Source : INSEE comptes nationaux

 Réflexion :

A votre avis comment évoluera la structure de la population active en France dans les années à venir ?

Des gains de productivité ne sont-ils pas possibles dans le secteur non-marchand ?

A partir de cette dernière question faire la différence entre croissance intensive et croissance extensive.

Croissance extensive : l'augmentation de la production croît proportionnellement à l'augmentation des facteurs de production, c'est souvent le cas du secteur non-marchand dans lequel les fonctionnaires exigent davantage d'argent et de personnel pour effectuer les tâches qui leur sont appliquées. Dans ce cas la croissance se fait sans augmentation de la productivité.

Croissance intensive : l'augmentation de la production se fait sans augmenter les facteurs de production, elle passe par une augmentation de la productivité souvent induite par le progrès technique et la flexibilité.

Expliquez la phrase en italique.

        B. Un modèle réaliste

Les conditions de vie dans le temps et l'espace

            1. Un développement lent étapes par étapes

Mis à part lors de quelques périodes de développement accompagnées de découvertes scientifiques, comme lors de l'Antiquité grecque et romaine, le Moyen-âge s'étendant des invasions barbares à la Renaissance (du cinquième au seizième siècle) est une période de croissance zéro voire négative sur certaines périodes de guerre et d'épidémie. C'est tout de même à partir du onzième et douzième siècle que quelques villes se développent comme celles des Flandres, de Venise, de Florence et que des grandes foires rassemblent les marchands et les banquiers. La Révolution agraire fut véritable le premier stade des développements ultérieurs. Commencée en Angleterre avec les enclosures permettant de développer la propriété foncière, elle fut couplée aux technologies telles que la rotation des cultures et les premières machines agricoles. Elle mettra fin au mythe malthusien d'un décalage entre la croissance de la production agricole et celle de la population. Ainsi, avec la phase de démarrage le commerce international devint intercontinental et le rythme de croissance de la production par habitant se développa mais faiblement, de l'ordre de 0,2 à 0,3 % par an du dix-huitième siècle au début du dix-neuvième siècle.

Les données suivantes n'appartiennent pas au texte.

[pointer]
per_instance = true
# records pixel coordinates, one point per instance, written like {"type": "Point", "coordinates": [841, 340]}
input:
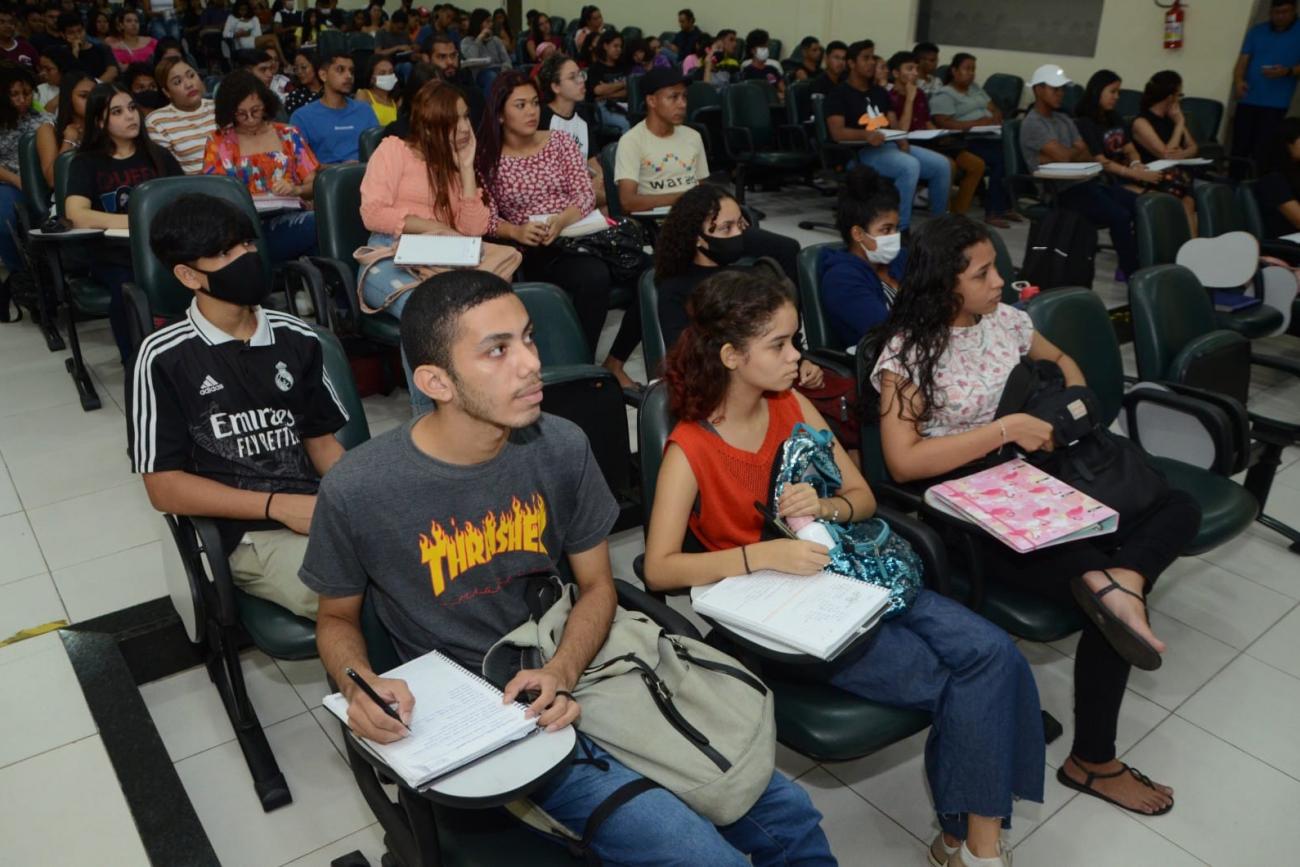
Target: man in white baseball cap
{"type": "Point", "coordinates": [1049, 74]}
{"type": "Point", "coordinates": [1049, 135]}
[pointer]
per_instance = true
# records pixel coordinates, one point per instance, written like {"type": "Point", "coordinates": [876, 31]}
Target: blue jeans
{"type": "Point", "coordinates": [906, 170]}
{"type": "Point", "coordinates": [657, 828]}
{"type": "Point", "coordinates": [986, 742]}
{"type": "Point", "coordinates": [290, 234]}
{"type": "Point", "coordinates": [11, 199]}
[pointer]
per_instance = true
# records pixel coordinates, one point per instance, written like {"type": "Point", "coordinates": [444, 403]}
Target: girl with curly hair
{"type": "Point", "coordinates": [950, 347]}
{"type": "Point", "coordinates": [729, 381]}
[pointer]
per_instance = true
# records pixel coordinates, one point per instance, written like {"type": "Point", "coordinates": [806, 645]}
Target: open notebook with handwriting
{"type": "Point", "coordinates": [458, 718]}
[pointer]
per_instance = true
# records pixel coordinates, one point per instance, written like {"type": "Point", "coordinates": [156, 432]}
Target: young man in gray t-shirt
{"type": "Point", "coordinates": [445, 519]}
{"type": "Point", "coordinates": [1049, 135]}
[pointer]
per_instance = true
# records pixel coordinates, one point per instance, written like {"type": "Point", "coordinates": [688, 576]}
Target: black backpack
{"type": "Point", "coordinates": [1061, 252]}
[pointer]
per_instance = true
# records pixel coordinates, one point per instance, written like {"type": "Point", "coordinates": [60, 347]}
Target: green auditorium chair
{"type": "Point", "coordinates": [811, 718]}
{"type": "Point", "coordinates": [1161, 233]}
{"type": "Point", "coordinates": [221, 618]}
{"type": "Point", "coordinates": [1178, 339]}
{"type": "Point", "coordinates": [1018, 612]}
{"type": "Point", "coordinates": [1077, 321]}
{"type": "Point", "coordinates": [1019, 182]}
{"type": "Point", "coordinates": [1006, 91]}
{"type": "Point", "coordinates": [581, 391]}
{"type": "Point", "coordinates": [77, 293]}
{"type": "Point", "coordinates": [35, 209]}
{"type": "Point", "coordinates": [653, 345]}
{"type": "Point", "coordinates": [339, 232]}
{"type": "Point", "coordinates": [754, 143]}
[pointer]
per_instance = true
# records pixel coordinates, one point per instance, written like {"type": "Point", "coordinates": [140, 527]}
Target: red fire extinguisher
{"type": "Point", "coordinates": [1174, 25]}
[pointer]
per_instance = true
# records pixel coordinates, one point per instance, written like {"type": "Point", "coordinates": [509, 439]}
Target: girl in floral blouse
{"type": "Point", "coordinates": [952, 345]}
{"type": "Point", "coordinates": [268, 157]}
{"type": "Point", "coordinates": [534, 173]}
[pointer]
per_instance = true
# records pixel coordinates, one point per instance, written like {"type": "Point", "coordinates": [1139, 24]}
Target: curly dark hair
{"type": "Point", "coordinates": [235, 89]}
{"type": "Point", "coordinates": [689, 217]}
{"type": "Point", "coordinates": [928, 303]}
{"type": "Point", "coordinates": [863, 196]}
{"type": "Point", "coordinates": [729, 307]}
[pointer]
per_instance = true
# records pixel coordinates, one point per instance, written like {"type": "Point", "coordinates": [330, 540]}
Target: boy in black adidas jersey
{"type": "Point", "coordinates": [230, 412]}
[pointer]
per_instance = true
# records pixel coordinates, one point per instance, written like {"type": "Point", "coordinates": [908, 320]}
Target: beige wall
{"type": "Point", "coordinates": [1129, 42]}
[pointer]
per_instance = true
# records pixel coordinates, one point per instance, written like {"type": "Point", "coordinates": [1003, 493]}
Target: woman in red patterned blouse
{"type": "Point", "coordinates": [538, 183]}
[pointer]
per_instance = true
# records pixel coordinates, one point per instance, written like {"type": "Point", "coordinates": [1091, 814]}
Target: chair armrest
{"type": "Point", "coordinates": [798, 137]}
{"type": "Point", "coordinates": [835, 360]}
{"type": "Point", "coordinates": [633, 598]}
{"type": "Point", "coordinates": [1225, 427]}
{"type": "Point", "coordinates": [1275, 363]}
{"type": "Point", "coordinates": [345, 274]}
{"type": "Point", "coordinates": [744, 154]}
{"type": "Point", "coordinates": [926, 542]}
{"type": "Point", "coordinates": [313, 281]}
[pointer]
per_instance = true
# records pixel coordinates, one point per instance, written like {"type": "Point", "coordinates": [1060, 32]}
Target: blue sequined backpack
{"type": "Point", "coordinates": [865, 550]}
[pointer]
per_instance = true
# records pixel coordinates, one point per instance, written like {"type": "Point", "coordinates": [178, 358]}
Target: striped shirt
{"type": "Point", "coordinates": [185, 134]}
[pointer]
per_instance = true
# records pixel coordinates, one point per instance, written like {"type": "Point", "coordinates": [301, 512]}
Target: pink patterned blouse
{"type": "Point", "coordinates": [549, 181]}
{"type": "Point", "coordinates": [970, 376]}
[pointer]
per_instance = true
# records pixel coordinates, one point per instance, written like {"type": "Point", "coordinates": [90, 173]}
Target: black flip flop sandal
{"type": "Point", "coordinates": [1086, 787]}
{"type": "Point", "coordinates": [1135, 649]}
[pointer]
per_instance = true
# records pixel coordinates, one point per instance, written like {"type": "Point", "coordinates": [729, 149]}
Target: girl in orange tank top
{"type": "Point", "coordinates": [729, 377]}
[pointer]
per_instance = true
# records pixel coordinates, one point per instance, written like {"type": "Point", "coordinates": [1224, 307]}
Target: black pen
{"type": "Point", "coordinates": [365, 688]}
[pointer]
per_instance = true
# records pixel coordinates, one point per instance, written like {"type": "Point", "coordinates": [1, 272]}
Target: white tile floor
{"type": "Point", "coordinates": [79, 540]}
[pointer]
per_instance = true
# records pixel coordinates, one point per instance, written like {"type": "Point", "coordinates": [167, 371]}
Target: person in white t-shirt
{"type": "Point", "coordinates": [661, 159]}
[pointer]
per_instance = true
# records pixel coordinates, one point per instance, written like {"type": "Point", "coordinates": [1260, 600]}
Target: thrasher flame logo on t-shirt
{"type": "Point", "coordinates": [466, 545]}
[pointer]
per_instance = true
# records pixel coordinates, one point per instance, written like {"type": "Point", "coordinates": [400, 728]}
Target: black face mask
{"type": "Point", "coordinates": [242, 281]}
{"type": "Point", "coordinates": [724, 251]}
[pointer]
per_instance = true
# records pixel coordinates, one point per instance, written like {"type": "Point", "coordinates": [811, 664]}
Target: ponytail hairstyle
{"type": "Point", "coordinates": [729, 307]}
{"type": "Point", "coordinates": [1161, 86]}
{"type": "Point", "coordinates": [927, 303]}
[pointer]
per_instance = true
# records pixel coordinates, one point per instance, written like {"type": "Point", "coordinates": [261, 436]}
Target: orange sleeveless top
{"type": "Point", "coordinates": [731, 480]}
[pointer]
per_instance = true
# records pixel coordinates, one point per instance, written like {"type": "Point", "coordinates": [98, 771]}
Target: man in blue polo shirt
{"type": "Point", "coordinates": [1265, 78]}
{"type": "Point", "coordinates": [333, 124]}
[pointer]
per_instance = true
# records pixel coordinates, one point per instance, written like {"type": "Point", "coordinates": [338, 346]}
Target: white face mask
{"type": "Point", "coordinates": [887, 248]}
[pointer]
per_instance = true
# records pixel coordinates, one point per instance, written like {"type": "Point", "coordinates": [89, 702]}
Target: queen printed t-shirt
{"type": "Point", "coordinates": [447, 547]}
{"type": "Point", "coordinates": [108, 182]}
{"type": "Point", "coordinates": [661, 165]}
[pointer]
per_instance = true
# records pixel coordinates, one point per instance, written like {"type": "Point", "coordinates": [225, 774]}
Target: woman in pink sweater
{"type": "Point", "coordinates": [423, 185]}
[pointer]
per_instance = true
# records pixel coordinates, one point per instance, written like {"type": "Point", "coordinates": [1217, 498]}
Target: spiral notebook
{"type": "Point", "coordinates": [458, 718]}
{"type": "Point", "coordinates": [1023, 507]}
{"type": "Point", "coordinates": [818, 614]}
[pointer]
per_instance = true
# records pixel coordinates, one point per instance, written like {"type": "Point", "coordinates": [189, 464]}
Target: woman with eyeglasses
{"type": "Point", "coordinates": [563, 86]}
{"type": "Point", "coordinates": [115, 155]}
{"type": "Point", "coordinates": [268, 157]}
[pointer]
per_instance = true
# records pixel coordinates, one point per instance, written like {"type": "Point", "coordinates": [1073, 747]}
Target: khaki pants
{"type": "Point", "coordinates": [265, 564]}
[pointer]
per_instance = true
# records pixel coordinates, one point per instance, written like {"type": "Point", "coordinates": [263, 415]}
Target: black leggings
{"type": "Point", "coordinates": [1147, 546]}
{"type": "Point", "coordinates": [588, 281]}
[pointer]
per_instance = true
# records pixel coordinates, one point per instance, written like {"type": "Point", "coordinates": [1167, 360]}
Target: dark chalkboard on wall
{"type": "Point", "coordinates": [1043, 26]}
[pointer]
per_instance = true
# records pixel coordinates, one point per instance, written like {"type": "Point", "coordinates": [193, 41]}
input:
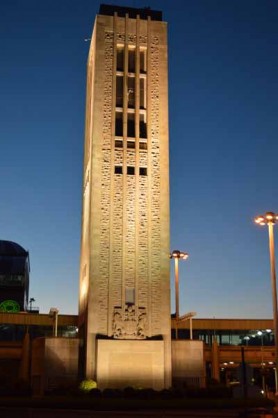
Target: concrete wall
{"type": "Point", "coordinates": [123, 363]}
{"type": "Point", "coordinates": [188, 363]}
{"type": "Point", "coordinates": [54, 363]}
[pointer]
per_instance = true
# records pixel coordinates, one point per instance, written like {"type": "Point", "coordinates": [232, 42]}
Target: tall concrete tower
{"type": "Point", "coordinates": [124, 306]}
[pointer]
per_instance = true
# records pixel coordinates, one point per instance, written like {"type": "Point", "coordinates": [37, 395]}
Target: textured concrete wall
{"type": "Point", "coordinates": [188, 362]}
{"type": "Point", "coordinates": [130, 363]}
{"type": "Point", "coordinates": [125, 223]}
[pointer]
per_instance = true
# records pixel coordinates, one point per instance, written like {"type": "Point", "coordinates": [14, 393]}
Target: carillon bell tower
{"type": "Point", "coordinates": [124, 303]}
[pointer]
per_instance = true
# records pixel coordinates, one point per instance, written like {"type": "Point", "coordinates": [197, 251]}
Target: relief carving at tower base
{"type": "Point", "coordinates": [129, 323]}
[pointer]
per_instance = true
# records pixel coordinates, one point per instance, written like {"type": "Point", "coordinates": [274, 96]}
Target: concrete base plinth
{"type": "Point", "coordinates": [122, 363]}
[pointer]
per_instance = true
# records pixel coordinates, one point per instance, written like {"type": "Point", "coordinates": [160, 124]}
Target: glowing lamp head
{"type": "Point", "coordinates": [179, 254]}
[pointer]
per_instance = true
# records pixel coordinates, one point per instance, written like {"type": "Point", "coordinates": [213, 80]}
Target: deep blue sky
{"type": "Point", "coordinates": [223, 68]}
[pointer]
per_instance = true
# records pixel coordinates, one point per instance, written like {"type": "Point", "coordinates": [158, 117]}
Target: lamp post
{"type": "Point", "coordinates": [177, 255]}
{"type": "Point", "coordinates": [53, 313]}
{"type": "Point", "coordinates": [260, 334]}
{"type": "Point", "coordinates": [270, 219]}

La Révolution industrielle permet ensuite le décollage, le niveau de vie de la population se développe avec un taux de croissance annuel par habitant de 1 à 2 % en France et pratiquement le double en Grande-Bretagne et au Etats-Unis. La maturité correspond au début des "30 Glorieuses". Cette période s'échelonne de 1950 à la crise de 1973, période durant laquelle le PIB a été multiplié par plus de 3 avec un rythme de croissance annuel de 5,4 %.  L'enrichissement de la population a trouvé un débouché idéal dans des temples de la consommation : les "grandes surfaces", le premier supermarché apparaissant en France en 1963, date qui marque le début de la phase de consommation de masse, ainsi de 1960 à 2000 la croissance en volume de la consommation des ménages français a été multipliée par 3,2. La consommation de masse répondait à une production de masse, celle-là même qui explique le fort taux de croissance et qui fut permise notamment par des économies d'échelle importantes avec la standardisation des produits industriels permise par la révolution qu'introduisit Henri Ford dans la production dès l'entre-deux guerre aux Etats-Unis.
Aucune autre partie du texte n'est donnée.